Lecture par Jean-louis Trintignant accompagné par Daniel Mille à l'accordéon et Grégoire Korniluk au violoncelle, dans une mise en scène de Gabor Rassov.
A l’avant-scène du grand plateau de la salle mythique de l’Odéon, ils sont assis côte à côte : Daniel Mille accordéoniste, Grégoire Korniluk violoncelliste et lui, chacun sur un fauteuil de velours rouge.
Jean-Louis Trintignant a choisi une vingtaine de poèmes, dont certains très courts, de trois poètes libertaires : Jacques Prévert, Boris Vian et Robert Desnos. Des textes sur l’amour et la mort.
Dans la plus grande sobriété, dirigé par Gabor Rassov, il dit de sa voix inimitable, rocailleuse à la finale toute en onctuosité, les mots de ces poètes comme au coin du feu, dans le cocon de lumière créé par Orazio Trotta.
Il y a l’expiration d’un souffle qui donne aux textes, même les plus concis, des résonances infinies.

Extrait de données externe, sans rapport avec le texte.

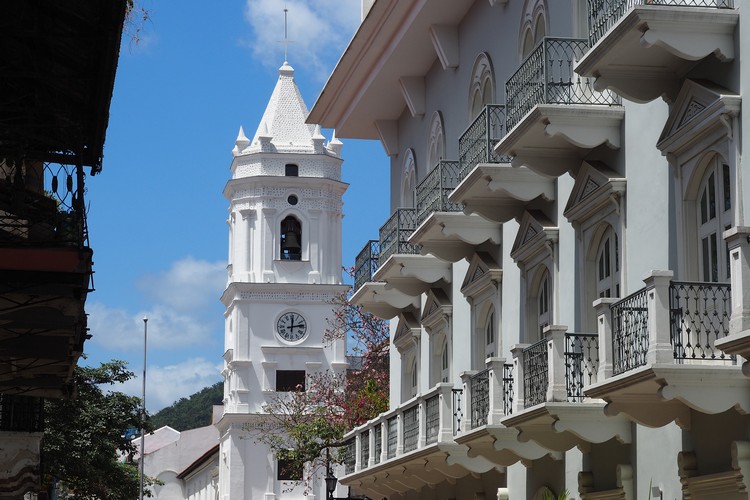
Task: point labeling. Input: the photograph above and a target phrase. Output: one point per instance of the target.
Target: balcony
(476, 145)
(642, 49)
(408, 447)
(659, 356)
(551, 408)
(401, 267)
(556, 117)
(45, 263)
(443, 229)
(489, 396)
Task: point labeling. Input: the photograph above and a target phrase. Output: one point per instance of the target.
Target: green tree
(84, 437)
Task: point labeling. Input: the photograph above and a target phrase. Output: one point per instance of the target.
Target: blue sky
(156, 212)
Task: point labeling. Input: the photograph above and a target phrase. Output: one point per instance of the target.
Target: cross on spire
(286, 40)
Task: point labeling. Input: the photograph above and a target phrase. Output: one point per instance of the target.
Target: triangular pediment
(697, 111)
(407, 331)
(483, 272)
(535, 229)
(594, 188)
(437, 308)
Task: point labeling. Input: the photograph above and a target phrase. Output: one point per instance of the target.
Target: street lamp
(143, 409)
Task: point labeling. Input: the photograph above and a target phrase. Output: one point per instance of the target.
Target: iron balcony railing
(477, 144)
(535, 373)
(458, 413)
(366, 264)
(699, 315)
(604, 14)
(21, 413)
(630, 332)
(480, 398)
(394, 234)
(433, 191)
(581, 363)
(546, 77)
(41, 204)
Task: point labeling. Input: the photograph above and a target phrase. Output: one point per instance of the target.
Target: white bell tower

Et sa voix chaude et rassurante, portée par les notes magnifiques des deux musiciens tout en discrétion, exprime le désespoir, le cynisme ou la fantaisie de ces trois jongleurs de mots.
Il y a des textes bouleversants (comme ceux de Robert Desnos écrit en déportation à sa femme Youki) et des mots légers qui expriment des choses graves. Et ce n’est pas une toux persistante ("pardon, je suis enrhumé" dit-il) qui l’empêchera de faire entendre ces paroles pleines de lucidité et de cocasserie de ces trois grands poètes.
Même s’il reste assis tout au long du spectacle (sauf pour la courte nouvelle de Vian : "Les fourmis"), les gens au salut sont debout, rendant hommage à une carrière exemplaire et le remerciant de ce récital d’une grande douceur, avec l’humour blotti au cœur. Il conclut cette soirée magique par ces mots de Boris Vian : "Pourquoi que je vis ? Parce que c’est joli."